Barack Obama, the US president, approved the military and
intelligence support after receiving a request from the Yemeni
government, the newspaper reported late on Friday, citing officials
familiar with the operations.
Yemeni security officials said that at least 34 suspected al-Qaeda
fighters were killed on Thursday in the raids, which targeted sites
in the southern province of Abyan and in the district of Arhab, which
lies northeast of the capital Sanaa.
Mohammed Albasha, a spokesman for the Yemeni embassy in Washington,
denied that the US launched missiles during the raids.
'Many more killed'
Those killed and arrested in Arhab "planned to strike at schools as
well as interests at home and abroad," Yemen's interior ministry said
on Thursday, without elaborating.
However, residents of Abyan said that there was no al-Qaeda training
camp in the area and that the raids had destroyed several homes.
Ali Mohammed Mansour, who said he helped bury the dead in a mass
grave, said that the community was only 100 metres away from a main
road and 2km from an army base.
Abbas al-Assal, a local human rights activist who was at the scene,
said 64 people were killed, including 23 children and 17 women.
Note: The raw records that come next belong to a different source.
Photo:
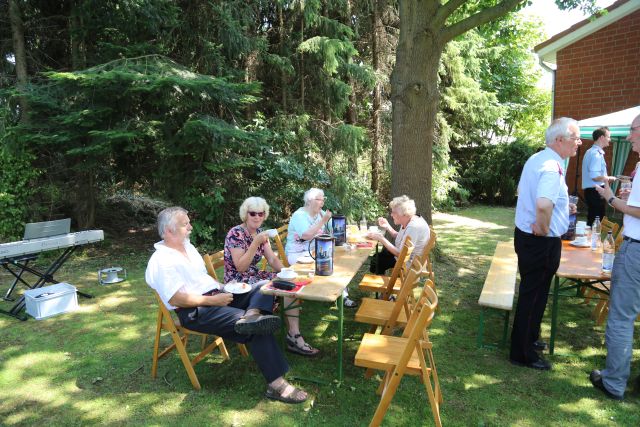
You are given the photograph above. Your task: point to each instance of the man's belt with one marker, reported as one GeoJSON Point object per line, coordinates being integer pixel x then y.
{"type": "Point", "coordinates": [206, 294]}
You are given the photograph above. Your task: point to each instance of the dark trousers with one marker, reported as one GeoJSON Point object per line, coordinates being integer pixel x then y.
{"type": "Point", "coordinates": [595, 205]}
{"type": "Point", "coordinates": [538, 261]}
{"type": "Point", "coordinates": [382, 261]}
{"type": "Point", "coordinates": [221, 320]}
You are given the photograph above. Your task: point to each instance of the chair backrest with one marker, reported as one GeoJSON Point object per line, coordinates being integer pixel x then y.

"The government wants to show the world that it is serious in
pursuing al-Qaeda elements and that the south of Yemen is a refuge
for al-Qaeda. That is not true at all," al-Assal told the Associated
Press by telephone.
Mohammed Hazran, Abyan's deputy governor, said that 10 al-Qaeda
suspects were killed in the attack, including Mohammed Saleh
al-Kazemi, a Saudi who had resided in the country since fighting in
Afghanistan.
He was imprisoned in Yemen for two years before being released in 2005.
'Grave mistakes'
A provincial security official said that "grave mistakes occurred in
the operation due to failures of information, which led to a large
number of civilian deaths".
"If [al-Kazemi] was wanted, why didn't the authorities come and
arrest him all this time?" he said.
Al-Qaeda fighters are thought to be living among tribes that have
raised concerns with the central government, especially in the
northeast of the country.
Hussein Shobokshi, a columnist for Asharq Al-Wasat newspaper, told Al
Jazeera that al-Qaeda fighters were working with members of the
Houthi rebel group, which is fighting the government in the north of
the country.
"Ideologically they are very different, however, in a very
Machiavellian way they have decided that joining forces would
definitely increase the effectiveness of the military campaign
against the Yemeni govenment," he said from Beirut.
Yemen's government has in recent months ordered a series of deadly
raids against Houthi fighters in the north of the country, as well as
a growing separatist campaign in the south of the country.